Lower costs by maintaining consistency in messaging. One of the key metrics Facebook looks for to judge ads is consistency with your landing pages. It’s part of your ad relevance score, which affects your ad performance and ad costs. The goal is to make sure that if you’re offering one thing in your ads, you’re offering that same thing on your landing page.
There’s a little more to ad consistency than just your offer, though. It helps to have consistent graphical and visual design, for example. Avoid inconsistencies like using British English for one and American English for the other, and other kinds of details.
Improve conversions by identifying friction points. Every conversion has a process. Users go from Facebook through to your landing page and to your store page, to your checkout page, to the confirmation page. Each step of the way, the user has a chance to turn back. It’s your job to identify any reasons they might have to do so and minimize them.
Here are some examples of what might stop them:
- The landing page doesn’t make it very clear what they’re supposed to be doing or what they’re getting out of the deal.
- The form you’re asking them to fill out is asking for too many pieces of information. Always try to ask for the minimum amount possible.
- Your checkout page doesn’t have an option for a payment method they want to use. This could be something like PayPal, Bitcoin, or any of a dozen third party processors.
- Additional processing, shipping, or other fees are too high compared to what the user thinks is a good value.
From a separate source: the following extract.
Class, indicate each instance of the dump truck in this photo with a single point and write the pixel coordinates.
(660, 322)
There are hundreds more, of course. You just need to track your user journey and figure out what might be stopping them. Additional analytics like heatmaps, and tools that ask users a survey about their experiences, can both be helpful here.
Improve conversions by adding social proof. One way to improve conversions is to indicate that you’re trusted by other people. There are a lot of different ways to do this, and you’ve seen a lot of them before, I’m sure. Some people use social sharing buttons with numbers to indicate their followers. Some people put big “100,000 people can’t be wrong” banners showcasing their user numbers. Some use the logos of companies and powerful or famous individuals they’ve had as clients. It all depends on what your users will trust and what will influence their decision.
Improve conversions by making it easier to buy. This is an extension of the friction points. A lot of people will reach your conversion page and may have an item in their cart or their payment information ready to go, but stop for one reason or another. You can help minimize this by making it easier to pay.
Personally, I like to make sure I have one-click payment options installed. Things like PayPal’s pay buttons and Amazon Payments can be quite effective. Users might not trust you with their card information, but they’ll trust a service they already use, like Amazon.
Improve conversions by making your offer expire. One of the most powerful means of getting people to convert is triggering their Fear Of Missing Out. You can’t just say “buy now before the offer disappears”, but you can publish a date for when the offer will expire. People who want to take advantage of it will convert, even when they otherwise wouldn’t. After all, who can pass up such a good deal?
And, of course, once you’ve made any and all of these changes, you can monitor the costs per conversion for your ads and see if they have improved.